Since then, new jobless claims have hovered above 1 million, and ticked up in the prior two weeks. Jobless claims for the week ending July 18 were 1.43 million, and claims for the week prior were 1.42 million.

In addition to the number of jobless claims benefits, another 655,707 people filed new claims for Pandemic Unemployment Assistance, a special program to provide relief for people sidelined by the pandemic who normally wouldn’t be eligible for unemployment, such as independent contractors whose work dried up.

Nearly 13 million jobless workers received a PUA payment for the week ending July 18. The program expired last week, so those payments will no longer be sent out unless Congress agrees to extend it.

The total number of people claiming benefits in all programs for the week ending July 18 was over 32 million, an increase of more than 1.3 million from the previous week.

For comparison, the total number of people claiming benefits in all programs last year was 1.7 million.

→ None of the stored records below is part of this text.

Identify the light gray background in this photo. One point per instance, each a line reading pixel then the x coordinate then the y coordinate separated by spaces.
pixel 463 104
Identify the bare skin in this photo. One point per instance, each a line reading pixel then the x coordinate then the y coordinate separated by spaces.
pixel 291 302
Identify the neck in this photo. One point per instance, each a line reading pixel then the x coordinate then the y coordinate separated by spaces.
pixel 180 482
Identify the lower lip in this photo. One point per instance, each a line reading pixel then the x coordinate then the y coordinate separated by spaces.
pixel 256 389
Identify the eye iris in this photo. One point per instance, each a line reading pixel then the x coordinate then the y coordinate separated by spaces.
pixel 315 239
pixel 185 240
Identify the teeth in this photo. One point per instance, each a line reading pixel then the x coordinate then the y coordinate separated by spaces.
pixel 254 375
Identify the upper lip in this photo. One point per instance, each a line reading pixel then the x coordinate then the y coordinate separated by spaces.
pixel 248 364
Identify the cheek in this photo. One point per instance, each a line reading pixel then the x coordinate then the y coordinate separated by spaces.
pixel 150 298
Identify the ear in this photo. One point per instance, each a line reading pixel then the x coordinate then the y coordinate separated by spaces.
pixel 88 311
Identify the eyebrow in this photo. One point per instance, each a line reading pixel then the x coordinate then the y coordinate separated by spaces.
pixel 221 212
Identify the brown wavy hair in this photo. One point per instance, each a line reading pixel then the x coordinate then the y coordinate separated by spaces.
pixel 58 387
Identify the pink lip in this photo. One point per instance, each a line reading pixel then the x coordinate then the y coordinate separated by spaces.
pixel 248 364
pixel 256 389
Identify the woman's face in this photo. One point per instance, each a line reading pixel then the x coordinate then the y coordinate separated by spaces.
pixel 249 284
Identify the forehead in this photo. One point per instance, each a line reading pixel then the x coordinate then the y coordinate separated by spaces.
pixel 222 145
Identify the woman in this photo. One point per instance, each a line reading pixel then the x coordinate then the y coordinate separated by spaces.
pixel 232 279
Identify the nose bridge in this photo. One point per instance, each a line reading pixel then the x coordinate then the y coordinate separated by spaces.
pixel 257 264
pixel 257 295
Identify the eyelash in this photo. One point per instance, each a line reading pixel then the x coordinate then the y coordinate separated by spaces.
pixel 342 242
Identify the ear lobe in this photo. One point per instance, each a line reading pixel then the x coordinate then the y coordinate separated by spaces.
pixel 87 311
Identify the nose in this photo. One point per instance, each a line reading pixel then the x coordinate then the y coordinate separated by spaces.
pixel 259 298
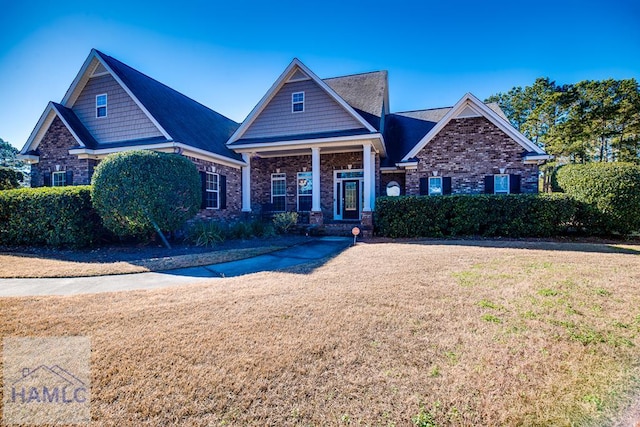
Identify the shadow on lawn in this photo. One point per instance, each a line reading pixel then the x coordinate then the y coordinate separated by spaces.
pixel 592 247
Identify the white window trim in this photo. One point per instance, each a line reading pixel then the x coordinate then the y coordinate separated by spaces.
pixel 508 183
pixel 279 177
pixel 106 103
pixel 64 178
pixel 298 195
pixel 297 102
pixel 216 192
pixel 441 186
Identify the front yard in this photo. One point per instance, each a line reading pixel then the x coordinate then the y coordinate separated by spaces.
pixel 458 334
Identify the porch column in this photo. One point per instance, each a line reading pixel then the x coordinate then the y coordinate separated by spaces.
pixel 246 183
pixel 366 159
pixel 315 179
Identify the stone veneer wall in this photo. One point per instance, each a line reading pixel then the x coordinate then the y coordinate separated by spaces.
pixel 262 168
pixel 467 150
pixel 234 189
pixel 54 150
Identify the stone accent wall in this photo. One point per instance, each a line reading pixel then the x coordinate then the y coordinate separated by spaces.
pixel 54 151
pixel 467 150
pixel 234 190
pixel 262 168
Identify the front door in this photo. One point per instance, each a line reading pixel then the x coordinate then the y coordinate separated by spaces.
pixel 351 199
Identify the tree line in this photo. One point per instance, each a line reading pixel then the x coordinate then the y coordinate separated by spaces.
pixel 589 121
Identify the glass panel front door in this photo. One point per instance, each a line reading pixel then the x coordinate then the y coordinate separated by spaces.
pixel 351 199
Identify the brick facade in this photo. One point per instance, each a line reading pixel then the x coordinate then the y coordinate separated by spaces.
pixel 467 150
pixel 234 189
pixel 54 156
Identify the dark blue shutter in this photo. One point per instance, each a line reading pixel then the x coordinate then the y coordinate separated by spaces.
pixel 514 184
pixel 488 184
pixel 446 185
pixel 222 186
pixel 203 183
pixel 424 186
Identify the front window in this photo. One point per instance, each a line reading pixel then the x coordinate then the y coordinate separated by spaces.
pixel 58 179
pixel 305 189
pixel 101 105
pixel 213 190
pixel 501 184
pixel 278 191
pixel 297 102
pixel 435 186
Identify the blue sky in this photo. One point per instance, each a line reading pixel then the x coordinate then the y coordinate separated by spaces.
pixel 227 55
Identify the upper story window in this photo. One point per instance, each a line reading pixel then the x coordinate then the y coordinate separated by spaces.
pixel 501 184
pixel 297 102
pixel 101 105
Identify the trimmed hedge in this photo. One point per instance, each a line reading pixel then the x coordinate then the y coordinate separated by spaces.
pixel 139 192
pixel 55 216
pixel 515 215
pixel 612 190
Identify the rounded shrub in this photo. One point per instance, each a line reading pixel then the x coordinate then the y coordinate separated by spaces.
pixel 612 190
pixel 138 192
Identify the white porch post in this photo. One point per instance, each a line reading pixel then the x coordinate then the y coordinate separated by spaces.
pixel 366 159
pixel 315 179
pixel 373 181
pixel 246 183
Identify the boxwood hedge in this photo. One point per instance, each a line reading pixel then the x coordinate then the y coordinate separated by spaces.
pixel 55 216
pixel 516 215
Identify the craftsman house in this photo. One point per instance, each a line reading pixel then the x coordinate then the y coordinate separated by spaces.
pixel 323 147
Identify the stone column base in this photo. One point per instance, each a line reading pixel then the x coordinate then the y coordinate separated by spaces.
pixel 316 218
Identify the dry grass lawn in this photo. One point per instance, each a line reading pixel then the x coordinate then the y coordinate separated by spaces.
pixel 22 266
pixel 379 335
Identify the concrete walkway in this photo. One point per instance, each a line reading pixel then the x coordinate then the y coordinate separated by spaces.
pixel 311 251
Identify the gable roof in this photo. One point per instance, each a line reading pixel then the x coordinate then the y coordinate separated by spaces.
pixel 470 106
pixel 293 70
pixel 367 93
pixel 179 118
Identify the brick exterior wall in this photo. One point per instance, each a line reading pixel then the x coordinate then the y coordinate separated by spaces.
pixel 262 168
pixel 54 150
pixel 234 190
pixel 467 150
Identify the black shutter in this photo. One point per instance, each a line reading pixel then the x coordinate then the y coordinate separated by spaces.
pixel 223 191
pixel 203 183
pixel 488 184
pixel 514 184
pixel 446 185
pixel 424 186
pixel 68 179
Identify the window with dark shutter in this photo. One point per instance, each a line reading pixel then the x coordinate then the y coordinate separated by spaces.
pixel 424 186
pixel 514 184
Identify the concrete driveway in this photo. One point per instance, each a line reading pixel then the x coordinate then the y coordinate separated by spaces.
pixel 312 251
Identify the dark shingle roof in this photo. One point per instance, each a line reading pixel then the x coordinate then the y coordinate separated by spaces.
pixel 186 120
pixel 364 92
pixel 76 125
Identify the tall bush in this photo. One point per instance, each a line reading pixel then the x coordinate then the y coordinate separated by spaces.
pixel 612 190
pixel 139 192
pixel 55 216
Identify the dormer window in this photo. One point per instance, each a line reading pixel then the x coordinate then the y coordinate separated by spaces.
pixel 297 102
pixel 101 105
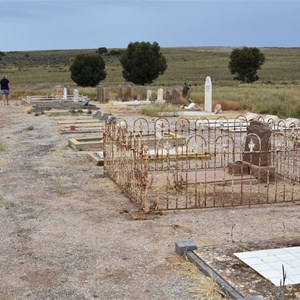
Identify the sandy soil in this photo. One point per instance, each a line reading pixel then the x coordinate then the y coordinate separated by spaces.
pixel 67 232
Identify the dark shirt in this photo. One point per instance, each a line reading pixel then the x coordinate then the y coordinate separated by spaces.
pixel 4 84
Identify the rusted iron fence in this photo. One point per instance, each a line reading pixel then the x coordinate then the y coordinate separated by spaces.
pixel 203 163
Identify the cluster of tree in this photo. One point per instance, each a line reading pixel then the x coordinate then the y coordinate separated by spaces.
pixel 143 62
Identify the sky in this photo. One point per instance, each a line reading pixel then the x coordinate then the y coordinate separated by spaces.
pixel 89 24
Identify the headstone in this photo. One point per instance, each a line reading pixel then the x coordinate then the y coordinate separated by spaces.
pixel 159 130
pixel 168 97
pixel 208 95
pixel 129 93
pixel 149 95
pixel 257 144
pixel 218 108
pixel 160 94
pixel 190 106
pixel 65 96
pixel 257 155
pixel 75 95
pixel 175 97
pixel 58 91
pixel 120 93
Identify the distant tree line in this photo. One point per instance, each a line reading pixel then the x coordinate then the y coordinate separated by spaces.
pixel 143 62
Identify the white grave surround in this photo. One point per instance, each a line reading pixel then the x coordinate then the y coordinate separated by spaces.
pixel 208 95
pixel 269 264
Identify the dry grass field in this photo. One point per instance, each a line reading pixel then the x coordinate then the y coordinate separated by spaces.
pixel 277 91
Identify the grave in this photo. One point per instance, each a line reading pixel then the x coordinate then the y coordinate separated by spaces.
pixel 208 95
pixel 149 139
pixel 251 270
pixel 256 156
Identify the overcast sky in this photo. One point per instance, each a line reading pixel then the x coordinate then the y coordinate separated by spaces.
pixel 86 24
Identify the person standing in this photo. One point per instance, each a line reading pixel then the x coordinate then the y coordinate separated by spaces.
pixel 4 82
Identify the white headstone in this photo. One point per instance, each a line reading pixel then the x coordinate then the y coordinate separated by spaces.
pixel 208 95
pixel 160 94
pixel 149 95
pixel 65 96
pixel 75 95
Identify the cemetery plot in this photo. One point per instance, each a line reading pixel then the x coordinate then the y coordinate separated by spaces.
pixel 223 259
pixel 212 168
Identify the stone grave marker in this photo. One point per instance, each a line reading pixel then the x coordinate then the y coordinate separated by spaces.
pixel 257 149
pixel 75 95
pixel 160 94
pixel 256 159
pixel 149 95
pixel 208 95
pixel 65 95
pixel 175 97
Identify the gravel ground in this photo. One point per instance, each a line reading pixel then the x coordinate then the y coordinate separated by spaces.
pixel 67 231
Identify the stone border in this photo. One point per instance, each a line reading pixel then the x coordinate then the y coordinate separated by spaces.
pixel 186 248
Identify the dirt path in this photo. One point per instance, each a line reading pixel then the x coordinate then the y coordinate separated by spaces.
pixel 66 231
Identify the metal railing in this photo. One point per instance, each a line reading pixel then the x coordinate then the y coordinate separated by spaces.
pixel 202 163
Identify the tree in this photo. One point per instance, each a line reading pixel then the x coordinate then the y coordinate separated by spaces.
pixel 245 62
pixel 101 50
pixel 88 69
pixel 142 62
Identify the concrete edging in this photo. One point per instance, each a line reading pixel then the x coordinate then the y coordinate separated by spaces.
pixel 186 248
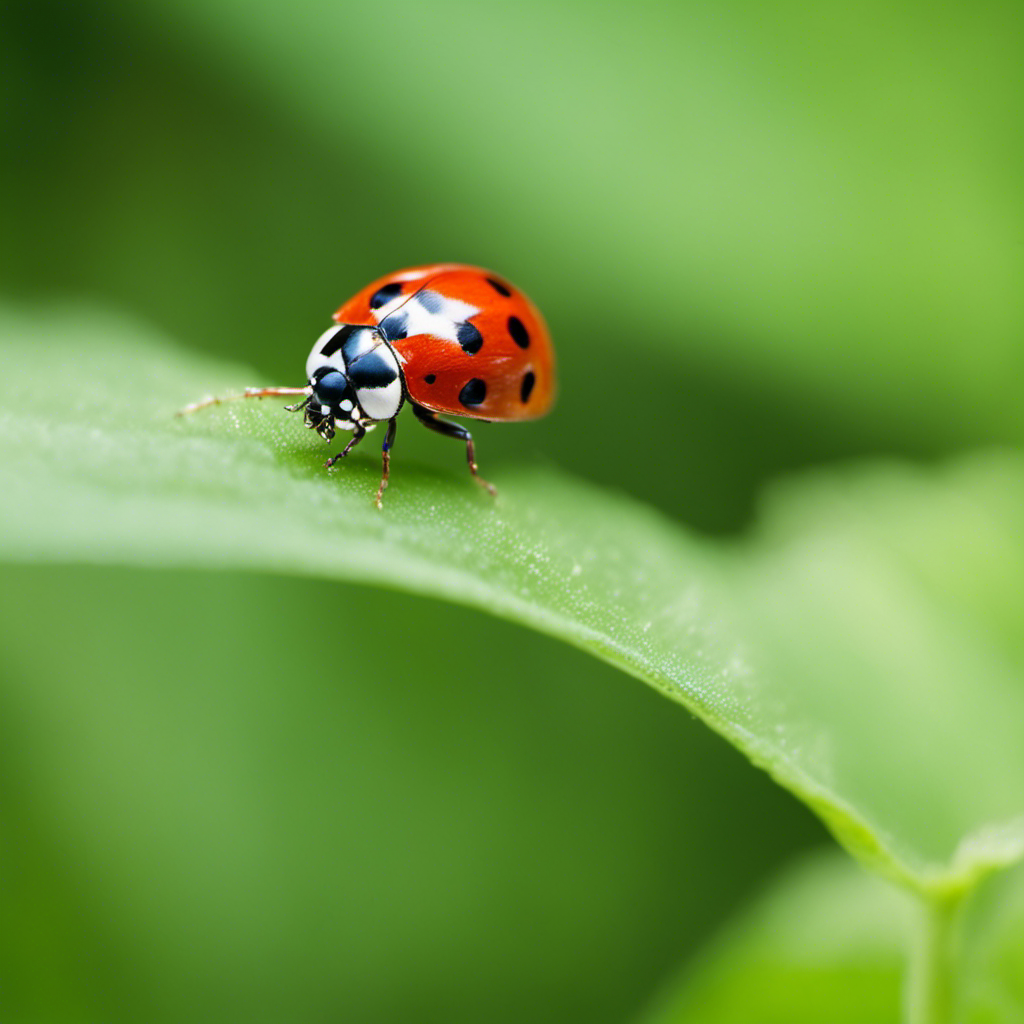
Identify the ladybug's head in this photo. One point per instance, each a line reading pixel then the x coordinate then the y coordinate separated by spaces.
pixel 333 398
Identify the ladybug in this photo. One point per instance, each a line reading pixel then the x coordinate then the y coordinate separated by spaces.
pixel 445 338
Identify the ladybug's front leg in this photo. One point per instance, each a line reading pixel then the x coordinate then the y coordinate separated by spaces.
pixel 357 436
pixel 392 429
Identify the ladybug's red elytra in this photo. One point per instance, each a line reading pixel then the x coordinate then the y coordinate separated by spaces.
pixel 445 338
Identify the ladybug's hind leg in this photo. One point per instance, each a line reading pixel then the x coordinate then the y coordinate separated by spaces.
pixel 449 429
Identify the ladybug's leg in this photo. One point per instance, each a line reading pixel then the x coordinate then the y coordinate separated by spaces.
pixel 449 429
pixel 392 429
pixel 357 434
pixel 250 392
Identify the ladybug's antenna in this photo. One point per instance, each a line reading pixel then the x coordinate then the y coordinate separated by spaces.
pixel 251 392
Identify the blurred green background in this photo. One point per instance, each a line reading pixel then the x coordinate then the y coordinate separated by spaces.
pixel 774 236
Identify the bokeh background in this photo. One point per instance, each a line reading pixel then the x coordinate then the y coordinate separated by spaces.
pixel 766 238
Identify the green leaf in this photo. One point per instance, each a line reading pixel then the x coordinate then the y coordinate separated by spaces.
pixel 823 943
pixel 863 648
pixel 810 201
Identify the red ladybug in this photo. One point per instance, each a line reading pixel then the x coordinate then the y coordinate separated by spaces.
pixel 445 338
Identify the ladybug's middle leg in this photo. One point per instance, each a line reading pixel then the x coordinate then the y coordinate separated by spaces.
pixel 392 429
pixel 449 429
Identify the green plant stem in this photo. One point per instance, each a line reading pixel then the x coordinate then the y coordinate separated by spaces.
pixel 931 994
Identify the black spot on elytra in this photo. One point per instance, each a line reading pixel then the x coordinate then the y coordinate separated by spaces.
pixel 372 370
pixel 473 392
pixel 394 328
pixel 469 338
pixel 337 340
pixel 500 287
pixel 384 295
pixel 518 332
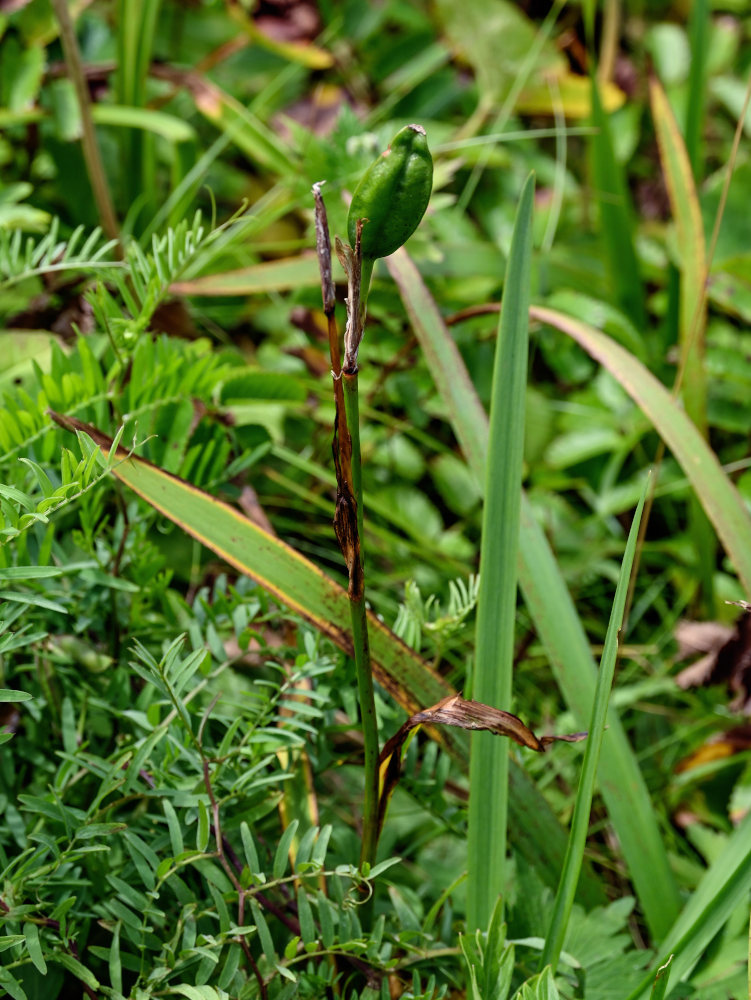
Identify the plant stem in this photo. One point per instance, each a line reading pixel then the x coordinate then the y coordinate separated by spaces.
pixel 89 145
pixel 348 520
pixel 360 634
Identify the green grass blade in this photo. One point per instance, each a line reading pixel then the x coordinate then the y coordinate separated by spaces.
pixel 496 606
pixel 616 217
pixel 660 985
pixel 564 900
pixel 724 886
pixel 718 496
pixel 699 32
pixel 300 585
pixel 553 613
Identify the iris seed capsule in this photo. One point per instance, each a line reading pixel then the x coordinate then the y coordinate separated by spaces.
pixel 393 194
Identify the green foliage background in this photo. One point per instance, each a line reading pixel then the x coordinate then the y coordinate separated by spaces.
pixel 146 691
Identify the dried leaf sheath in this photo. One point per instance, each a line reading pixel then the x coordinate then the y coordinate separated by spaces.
pixel 464 714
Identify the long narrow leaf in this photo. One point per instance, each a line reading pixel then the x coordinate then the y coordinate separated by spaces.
pixel 496 606
pixel 717 494
pixel 616 217
pixel 564 900
pixel 684 204
pixel 553 613
pixel 300 585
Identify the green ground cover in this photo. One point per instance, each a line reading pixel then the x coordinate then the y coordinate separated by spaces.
pixel 552 506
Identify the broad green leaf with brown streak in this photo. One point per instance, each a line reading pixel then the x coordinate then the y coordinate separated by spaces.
pixel 301 586
pixel 719 498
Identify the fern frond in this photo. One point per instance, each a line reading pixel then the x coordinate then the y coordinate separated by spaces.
pixel 22 258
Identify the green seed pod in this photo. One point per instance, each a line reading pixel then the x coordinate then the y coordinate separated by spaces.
pixel 393 194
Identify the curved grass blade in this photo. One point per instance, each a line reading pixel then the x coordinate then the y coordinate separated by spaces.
pixel 564 899
pixel 553 613
pixel 723 887
pixel 496 605
pixel 719 497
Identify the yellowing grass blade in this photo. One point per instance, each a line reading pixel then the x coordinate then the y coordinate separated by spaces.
pixel 684 205
pixel 719 497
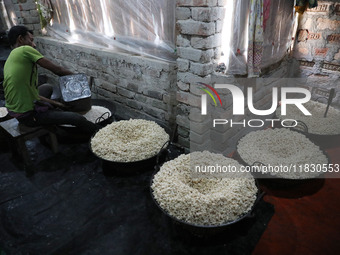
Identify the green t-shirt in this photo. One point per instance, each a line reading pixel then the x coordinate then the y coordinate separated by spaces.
pixel 21 79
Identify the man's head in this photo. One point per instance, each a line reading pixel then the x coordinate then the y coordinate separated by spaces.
pixel 20 36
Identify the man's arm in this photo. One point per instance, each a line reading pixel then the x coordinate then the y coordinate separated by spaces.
pixel 56 69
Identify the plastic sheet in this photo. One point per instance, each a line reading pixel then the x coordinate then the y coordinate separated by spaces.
pixel 278 32
pixel 142 27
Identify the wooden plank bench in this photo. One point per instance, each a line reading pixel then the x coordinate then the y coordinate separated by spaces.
pixel 17 134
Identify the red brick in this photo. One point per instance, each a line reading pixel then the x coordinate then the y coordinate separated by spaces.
pixel 321 51
pixel 334 38
pixel 314 36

“This is hardly the time to check off the ‘mission accomplished’ box on healing the pandemic-ravaged economy,” said Mark Hamrick, a senior economic analyst at Bankrate.com.

Insured unemployment rates remain elevated in several states.

The highest insured unemployment rates for the week ending July 18 were in Nevada, 24.9%, Puerto Rico, 23.5%, Hawaii, 21%, California, 18.1%, and Louisiana, 17.2%.

Some states experiencing spikes in coronavirus infections are also seeing spikes in initial jobless claims.